Do you work?

I work in a office building. I'm one of three women and a man. My job is to answer the phone and use a computer, my day consists of me typing, speaking on the phone and engaging in conversation (help!) with my work colleagues. My friend April who works next to me is really nice and I think she knows there's something different about me because she seems to give me a sort of comforting smile a lot of the time. Work is hard, every day I spend ages making sure I look right for work and change my clothes and redo my hair about fifty times before I finally leave. When I get to work I spend the day feeling anxious because I know I'll have to engage in workplace communication, either work banter or one of my colleagues will ask me if I have a file or if someone called. This sends me in to a massive brain shutdown moment where I spend the next ten minutes trying to think and communicate at the same time, which results in me not finding the right words and just sort of babbling like a baby.

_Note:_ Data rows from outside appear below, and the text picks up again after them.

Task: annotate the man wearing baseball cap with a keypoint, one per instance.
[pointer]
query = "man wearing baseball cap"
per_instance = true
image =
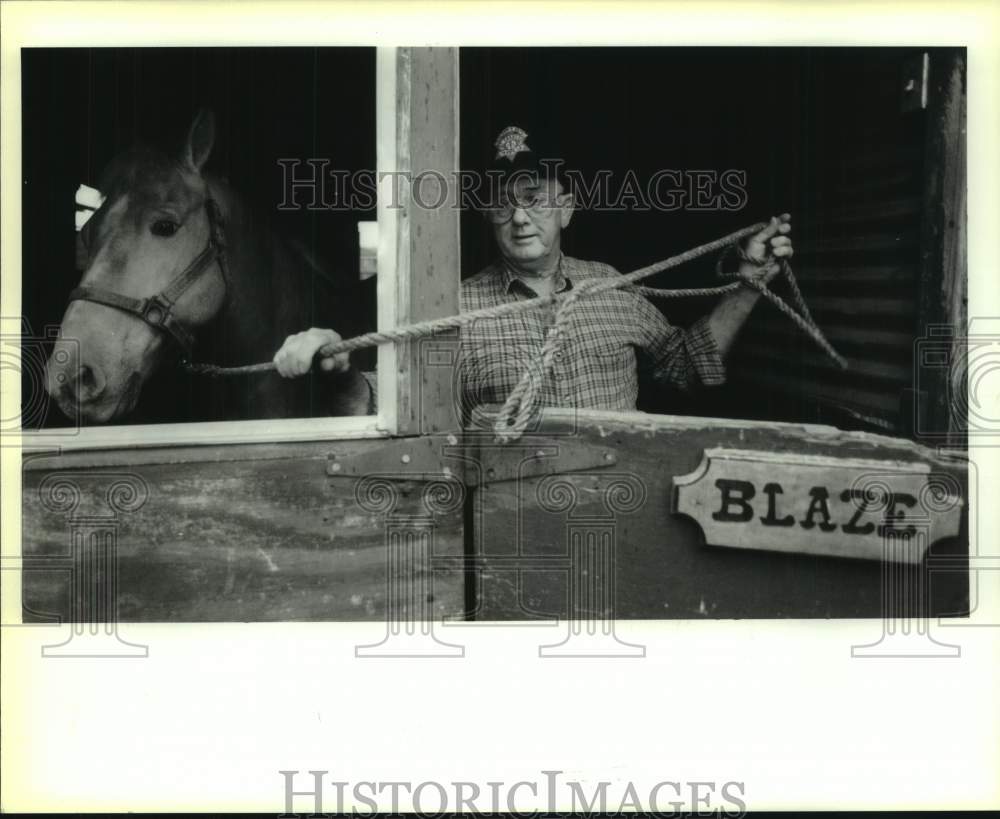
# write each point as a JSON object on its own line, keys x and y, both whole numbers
{"x": 612, "y": 334}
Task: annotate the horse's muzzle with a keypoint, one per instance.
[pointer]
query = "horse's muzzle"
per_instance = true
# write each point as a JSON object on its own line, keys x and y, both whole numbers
{"x": 79, "y": 388}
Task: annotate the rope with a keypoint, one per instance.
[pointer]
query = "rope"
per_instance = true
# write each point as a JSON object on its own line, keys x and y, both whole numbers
{"x": 521, "y": 403}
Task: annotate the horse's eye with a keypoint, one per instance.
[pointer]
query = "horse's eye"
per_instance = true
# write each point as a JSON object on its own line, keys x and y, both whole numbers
{"x": 164, "y": 228}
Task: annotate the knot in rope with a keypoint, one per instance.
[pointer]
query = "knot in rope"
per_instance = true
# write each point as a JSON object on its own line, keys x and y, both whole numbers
{"x": 525, "y": 399}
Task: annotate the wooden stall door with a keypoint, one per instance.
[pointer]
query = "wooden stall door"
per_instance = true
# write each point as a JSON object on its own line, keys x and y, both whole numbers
{"x": 232, "y": 534}
{"x": 606, "y": 537}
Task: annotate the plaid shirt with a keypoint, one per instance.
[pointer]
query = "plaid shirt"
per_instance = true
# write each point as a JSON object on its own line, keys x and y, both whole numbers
{"x": 611, "y": 335}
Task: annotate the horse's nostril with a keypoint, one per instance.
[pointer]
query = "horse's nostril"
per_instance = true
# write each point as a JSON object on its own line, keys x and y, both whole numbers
{"x": 89, "y": 383}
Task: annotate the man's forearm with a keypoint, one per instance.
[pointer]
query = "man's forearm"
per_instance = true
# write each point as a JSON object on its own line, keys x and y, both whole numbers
{"x": 729, "y": 316}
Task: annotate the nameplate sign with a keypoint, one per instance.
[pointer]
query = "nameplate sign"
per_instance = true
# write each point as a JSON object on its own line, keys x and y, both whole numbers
{"x": 787, "y": 502}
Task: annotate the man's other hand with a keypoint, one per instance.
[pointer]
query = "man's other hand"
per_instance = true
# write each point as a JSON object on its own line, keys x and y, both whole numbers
{"x": 296, "y": 355}
{"x": 763, "y": 249}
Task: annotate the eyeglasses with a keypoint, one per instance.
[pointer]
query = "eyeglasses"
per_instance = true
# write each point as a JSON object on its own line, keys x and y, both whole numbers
{"x": 534, "y": 203}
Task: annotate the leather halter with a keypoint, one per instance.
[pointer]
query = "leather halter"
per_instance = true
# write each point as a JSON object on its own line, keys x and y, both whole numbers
{"x": 157, "y": 310}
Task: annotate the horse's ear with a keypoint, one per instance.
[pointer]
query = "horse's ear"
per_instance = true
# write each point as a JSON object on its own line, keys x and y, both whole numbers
{"x": 201, "y": 136}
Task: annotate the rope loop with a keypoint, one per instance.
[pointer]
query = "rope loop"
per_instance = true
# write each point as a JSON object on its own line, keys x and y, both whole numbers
{"x": 524, "y": 400}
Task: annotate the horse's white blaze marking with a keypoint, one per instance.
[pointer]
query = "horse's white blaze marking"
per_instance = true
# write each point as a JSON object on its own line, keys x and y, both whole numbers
{"x": 271, "y": 565}
{"x": 88, "y": 200}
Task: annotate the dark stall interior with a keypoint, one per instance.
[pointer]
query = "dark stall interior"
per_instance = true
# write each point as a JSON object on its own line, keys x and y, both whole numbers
{"x": 81, "y": 107}
{"x": 819, "y": 132}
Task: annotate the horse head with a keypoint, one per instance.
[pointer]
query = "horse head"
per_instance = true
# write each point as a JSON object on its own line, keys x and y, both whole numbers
{"x": 154, "y": 273}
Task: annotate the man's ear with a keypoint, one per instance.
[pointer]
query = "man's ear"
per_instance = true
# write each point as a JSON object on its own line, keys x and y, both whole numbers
{"x": 566, "y": 209}
{"x": 201, "y": 137}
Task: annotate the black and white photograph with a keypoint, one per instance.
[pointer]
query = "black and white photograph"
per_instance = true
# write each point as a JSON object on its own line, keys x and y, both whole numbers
{"x": 570, "y": 344}
{"x": 752, "y": 432}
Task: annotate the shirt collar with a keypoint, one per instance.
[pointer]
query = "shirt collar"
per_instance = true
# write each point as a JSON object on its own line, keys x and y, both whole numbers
{"x": 510, "y": 283}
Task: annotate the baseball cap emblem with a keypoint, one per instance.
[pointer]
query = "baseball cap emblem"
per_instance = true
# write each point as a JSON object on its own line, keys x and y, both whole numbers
{"x": 511, "y": 142}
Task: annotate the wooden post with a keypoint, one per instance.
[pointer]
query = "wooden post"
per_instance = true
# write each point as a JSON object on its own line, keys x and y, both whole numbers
{"x": 428, "y": 231}
{"x": 943, "y": 294}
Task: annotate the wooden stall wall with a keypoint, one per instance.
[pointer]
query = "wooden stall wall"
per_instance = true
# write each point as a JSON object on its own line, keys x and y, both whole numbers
{"x": 882, "y": 193}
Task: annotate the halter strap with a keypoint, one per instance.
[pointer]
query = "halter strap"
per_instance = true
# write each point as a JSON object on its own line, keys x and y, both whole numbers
{"x": 157, "y": 310}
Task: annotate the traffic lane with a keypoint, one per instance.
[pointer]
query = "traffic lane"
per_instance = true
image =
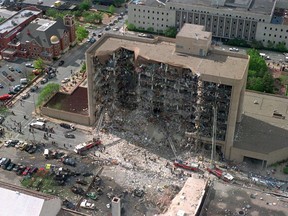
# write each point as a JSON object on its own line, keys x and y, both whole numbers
{"x": 58, "y": 136}
{"x": 8, "y": 84}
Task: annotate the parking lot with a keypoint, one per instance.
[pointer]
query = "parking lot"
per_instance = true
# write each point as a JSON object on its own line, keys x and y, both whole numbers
{"x": 22, "y": 72}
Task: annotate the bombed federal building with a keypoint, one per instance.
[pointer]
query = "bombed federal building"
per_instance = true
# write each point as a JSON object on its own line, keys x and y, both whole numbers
{"x": 183, "y": 82}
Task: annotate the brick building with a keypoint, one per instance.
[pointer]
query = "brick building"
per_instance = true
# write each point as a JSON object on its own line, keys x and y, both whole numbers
{"x": 27, "y": 35}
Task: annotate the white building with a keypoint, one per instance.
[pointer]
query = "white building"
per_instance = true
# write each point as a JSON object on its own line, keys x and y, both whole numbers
{"x": 15, "y": 200}
{"x": 261, "y": 20}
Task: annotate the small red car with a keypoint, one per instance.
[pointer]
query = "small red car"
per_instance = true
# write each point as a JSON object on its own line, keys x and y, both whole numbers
{"x": 26, "y": 171}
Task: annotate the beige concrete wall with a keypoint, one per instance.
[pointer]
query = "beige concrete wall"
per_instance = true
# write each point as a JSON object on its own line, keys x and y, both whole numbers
{"x": 67, "y": 116}
{"x": 272, "y": 157}
{"x": 282, "y": 4}
{"x": 51, "y": 207}
{"x": 218, "y": 11}
{"x": 272, "y": 32}
{"x": 192, "y": 46}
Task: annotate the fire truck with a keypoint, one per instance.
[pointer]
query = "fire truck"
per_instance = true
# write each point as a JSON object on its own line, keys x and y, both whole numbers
{"x": 79, "y": 149}
{"x": 220, "y": 173}
{"x": 192, "y": 166}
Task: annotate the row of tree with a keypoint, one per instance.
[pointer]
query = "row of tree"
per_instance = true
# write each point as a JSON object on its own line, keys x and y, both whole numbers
{"x": 259, "y": 77}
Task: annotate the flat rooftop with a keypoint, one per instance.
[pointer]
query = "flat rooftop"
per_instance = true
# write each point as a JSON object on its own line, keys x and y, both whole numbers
{"x": 220, "y": 64}
{"x": 256, "y": 6}
{"x": 230, "y": 199}
{"x": 194, "y": 31}
{"x": 189, "y": 198}
{"x": 16, "y": 20}
{"x": 259, "y": 131}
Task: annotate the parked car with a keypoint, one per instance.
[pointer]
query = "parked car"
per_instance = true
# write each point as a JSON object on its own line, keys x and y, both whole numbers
{"x": 18, "y": 70}
{"x": 5, "y": 163}
{"x": 28, "y": 147}
{"x": 30, "y": 65}
{"x": 77, "y": 190}
{"x": 61, "y": 63}
{"x": 21, "y": 169}
{"x": 20, "y": 144}
{"x": 2, "y": 119}
{"x": 65, "y": 80}
{"x": 233, "y": 49}
{"x": 25, "y": 96}
{"x": 9, "y": 77}
{"x": 33, "y": 170}
{"x": 11, "y": 143}
{"x": 26, "y": 171}
{"x": 11, "y": 68}
{"x": 69, "y": 135}
{"x": 4, "y": 73}
{"x": 36, "y": 72}
{"x": 41, "y": 119}
{"x": 81, "y": 182}
{"x": 10, "y": 166}
{"x": 69, "y": 161}
{"x": 87, "y": 205}
{"x": 16, "y": 167}
{"x": 51, "y": 75}
{"x": 5, "y": 97}
{"x": 67, "y": 126}
{"x": 17, "y": 88}
{"x": 142, "y": 35}
{"x": 11, "y": 92}
{"x": 34, "y": 88}
{"x": 43, "y": 81}
{"x": 32, "y": 150}
{"x": 2, "y": 160}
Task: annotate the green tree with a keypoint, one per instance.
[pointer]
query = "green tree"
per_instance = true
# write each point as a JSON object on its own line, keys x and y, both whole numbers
{"x": 85, "y": 5}
{"x": 256, "y": 44}
{"x": 256, "y": 84}
{"x": 111, "y": 9}
{"x": 270, "y": 45}
{"x": 259, "y": 78}
{"x": 131, "y": 27}
{"x": 281, "y": 47}
{"x": 257, "y": 63}
{"x": 268, "y": 82}
{"x": 81, "y": 33}
{"x": 49, "y": 90}
{"x": 118, "y": 3}
{"x": 39, "y": 64}
{"x": 150, "y": 29}
{"x": 170, "y": 32}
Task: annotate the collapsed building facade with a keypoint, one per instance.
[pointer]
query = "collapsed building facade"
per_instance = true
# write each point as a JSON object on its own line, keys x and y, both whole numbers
{"x": 185, "y": 77}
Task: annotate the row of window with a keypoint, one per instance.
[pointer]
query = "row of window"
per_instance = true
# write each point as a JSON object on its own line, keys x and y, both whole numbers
{"x": 274, "y": 42}
{"x": 153, "y": 12}
{"x": 151, "y": 17}
{"x": 276, "y": 29}
{"x": 153, "y": 24}
{"x": 280, "y": 36}
{"x": 227, "y": 15}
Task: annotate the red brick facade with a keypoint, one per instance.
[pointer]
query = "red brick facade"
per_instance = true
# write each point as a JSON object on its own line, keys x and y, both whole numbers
{"x": 11, "y": 48}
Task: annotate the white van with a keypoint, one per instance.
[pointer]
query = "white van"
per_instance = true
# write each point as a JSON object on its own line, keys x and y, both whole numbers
{"x": 38, "y": 125}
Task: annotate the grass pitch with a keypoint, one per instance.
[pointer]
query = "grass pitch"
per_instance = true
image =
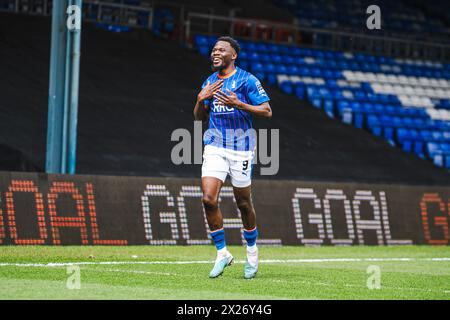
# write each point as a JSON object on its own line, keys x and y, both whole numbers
{"x": 166, "y": 272}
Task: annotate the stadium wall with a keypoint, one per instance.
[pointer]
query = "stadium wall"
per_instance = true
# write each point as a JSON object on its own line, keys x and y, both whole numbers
{"x": 48, "y": 209}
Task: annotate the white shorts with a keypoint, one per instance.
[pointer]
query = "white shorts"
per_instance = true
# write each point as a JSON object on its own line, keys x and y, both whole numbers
{"x": 219, "y": 162}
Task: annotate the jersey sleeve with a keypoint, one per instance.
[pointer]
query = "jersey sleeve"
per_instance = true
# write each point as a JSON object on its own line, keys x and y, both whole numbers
{"x": 255, "y": 92}
{"x": 207, "y": 101}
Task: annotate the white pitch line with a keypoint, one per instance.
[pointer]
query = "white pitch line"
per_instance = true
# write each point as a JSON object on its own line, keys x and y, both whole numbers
{"x": 65, "y": 264}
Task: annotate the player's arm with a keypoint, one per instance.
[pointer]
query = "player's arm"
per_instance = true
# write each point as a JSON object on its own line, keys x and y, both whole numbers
{"x": 201, "y": 109}
{"x": 263, "y": 110}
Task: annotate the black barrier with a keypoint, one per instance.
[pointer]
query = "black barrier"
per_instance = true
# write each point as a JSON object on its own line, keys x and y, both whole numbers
{"x": 37, "y": 208}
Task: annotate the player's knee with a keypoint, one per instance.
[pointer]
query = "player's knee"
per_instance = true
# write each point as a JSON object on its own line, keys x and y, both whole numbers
{"x": 210, "y": 202}
{"x": 245, "y": 206}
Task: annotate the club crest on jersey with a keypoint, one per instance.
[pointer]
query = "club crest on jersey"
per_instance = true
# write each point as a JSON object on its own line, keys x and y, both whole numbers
{"x": 219, "y": 107}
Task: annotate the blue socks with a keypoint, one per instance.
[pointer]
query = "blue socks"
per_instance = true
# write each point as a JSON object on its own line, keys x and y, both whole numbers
{"x": 218, "y": 237}
{"x": 250, "y": 236}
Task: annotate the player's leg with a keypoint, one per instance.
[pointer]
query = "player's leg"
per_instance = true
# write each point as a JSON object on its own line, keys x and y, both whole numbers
{"x": 244, "y": 203}
{"x": 214, "y": 173}
{"x": 240, "y": 173}
{"x": 211, "y": 188}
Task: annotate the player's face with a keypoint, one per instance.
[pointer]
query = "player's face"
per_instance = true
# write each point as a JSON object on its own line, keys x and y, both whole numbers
{"x": 222, "y": 55}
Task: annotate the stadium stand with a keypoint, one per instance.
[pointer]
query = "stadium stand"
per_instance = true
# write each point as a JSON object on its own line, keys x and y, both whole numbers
{"x": 414, "y": 19}
{"x": 406, "y": 102}
{"x": 135, "y": 89}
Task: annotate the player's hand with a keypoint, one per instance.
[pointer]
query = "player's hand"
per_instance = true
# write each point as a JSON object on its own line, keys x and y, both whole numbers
{"x": 209, "y": 90}
{"x": 229, "y": 99}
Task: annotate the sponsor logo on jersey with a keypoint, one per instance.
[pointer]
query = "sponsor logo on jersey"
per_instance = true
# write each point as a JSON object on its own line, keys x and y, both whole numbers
{"x": 219, "y": 107}
{"x": 261, "y": 90}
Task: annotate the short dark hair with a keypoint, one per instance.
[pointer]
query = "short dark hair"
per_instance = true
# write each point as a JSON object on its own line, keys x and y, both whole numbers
{"x": 232, "y": 42}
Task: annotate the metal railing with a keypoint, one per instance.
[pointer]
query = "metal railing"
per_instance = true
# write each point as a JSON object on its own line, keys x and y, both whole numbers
{"x": 269, "y": 31}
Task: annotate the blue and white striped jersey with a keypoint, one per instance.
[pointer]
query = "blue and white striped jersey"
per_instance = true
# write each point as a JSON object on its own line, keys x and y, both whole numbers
{"x": 229, "y": 127}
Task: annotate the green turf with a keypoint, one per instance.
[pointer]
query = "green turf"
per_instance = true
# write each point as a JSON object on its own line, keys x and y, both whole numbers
{"x": 416, "y": 279}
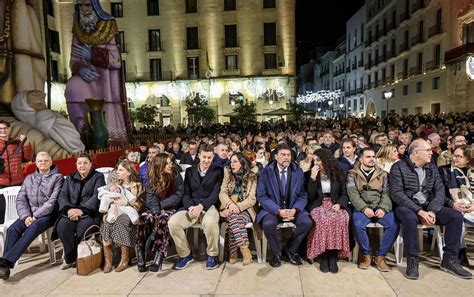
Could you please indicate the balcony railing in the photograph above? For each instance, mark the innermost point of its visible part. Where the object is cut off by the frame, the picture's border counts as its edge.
(403, 47)
(149, 76)
(435, 30)
(416, 39)
(459, 52)
(154, 46)
(432, 65)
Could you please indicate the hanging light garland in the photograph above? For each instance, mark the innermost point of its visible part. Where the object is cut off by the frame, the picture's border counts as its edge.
(318, 96)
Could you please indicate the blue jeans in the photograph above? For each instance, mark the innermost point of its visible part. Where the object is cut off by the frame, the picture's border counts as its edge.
(19, 237)
(390, 226)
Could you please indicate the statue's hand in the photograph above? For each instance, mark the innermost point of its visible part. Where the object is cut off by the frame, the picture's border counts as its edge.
(88, 74)
(82, 51)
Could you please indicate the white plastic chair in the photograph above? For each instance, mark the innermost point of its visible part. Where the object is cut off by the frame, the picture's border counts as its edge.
(265, 242)
(11, 215)
(437, 236)
(258, 242)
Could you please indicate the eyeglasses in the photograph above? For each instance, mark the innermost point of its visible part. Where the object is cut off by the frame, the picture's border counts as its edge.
(425, 150)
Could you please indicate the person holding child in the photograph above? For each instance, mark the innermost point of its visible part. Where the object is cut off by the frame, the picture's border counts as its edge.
(119, 226)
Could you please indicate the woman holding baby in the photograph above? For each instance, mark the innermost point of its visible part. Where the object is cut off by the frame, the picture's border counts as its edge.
(119, 226)
(458, 178)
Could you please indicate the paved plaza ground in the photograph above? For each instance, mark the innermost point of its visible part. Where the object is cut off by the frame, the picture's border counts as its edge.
(36, 277)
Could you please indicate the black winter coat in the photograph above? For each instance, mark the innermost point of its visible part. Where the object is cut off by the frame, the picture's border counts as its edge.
(403, 183)
(82, 194)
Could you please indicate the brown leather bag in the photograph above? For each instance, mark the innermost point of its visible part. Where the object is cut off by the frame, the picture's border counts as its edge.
(89, 253)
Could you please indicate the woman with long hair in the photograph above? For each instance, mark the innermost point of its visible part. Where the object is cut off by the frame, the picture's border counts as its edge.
(327, 204)
(458, 181)
(238, 197)
(387, 156)
(122, 232)
(164, 192)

Working is difficult, mostly because of the amount of things I have to do. Focusing, communicating, being out of my safe zone and *shudders* office meetings where I sometimes have to stand up and talk to my colleagues as well as our boss... Usually after a meeting I end up throwing up in the bathroom and have a mini panic attack.

Does anyone else here work and have similar problems to me?

Parents
  • I used to work in a high-tech, ultra-high stress environment. I was used and abused by colleagues & management but I needed the high salary for external commitments. I took it for years until my body started making decisions for me and I became seriously ill, eventually with meningitis.

    Luckily, that coincided with the end of the commitments so I was able to take a pay-off to go away.

    I'm a used-up, burned out husk now, being unable to work through ill health - but it's far better than having to endure the work environment.

  • Yes, that sounds familiar. I have lots of conflicting feelings about it but overall I feel relieved to have been able to retire early. Many workplaces seemed to me to be an endurance test!

    It was also a mixed blessing to be paid to "go away".  Psychologically it took its toll as I felt singled out for rejection, but finally being freed from the necessity of work has actually altered my relationship with the world and a large part of my tension has dropped away.

    It possibly even helped in many ways that I had some practice at being paid to go away.   I was made redundant 3 times and although at the time this was really stressful and upsetting, in overall terms it paved the way for greater independence financially.  

    This burnt out husk is very grateful for ill health retirement.

  • I must say it's much easier to manage my health problems without the pressure of running my life to someone else's clock. And it's nice to use my energy for the things I want to do rather than having it all stolen by other's demands.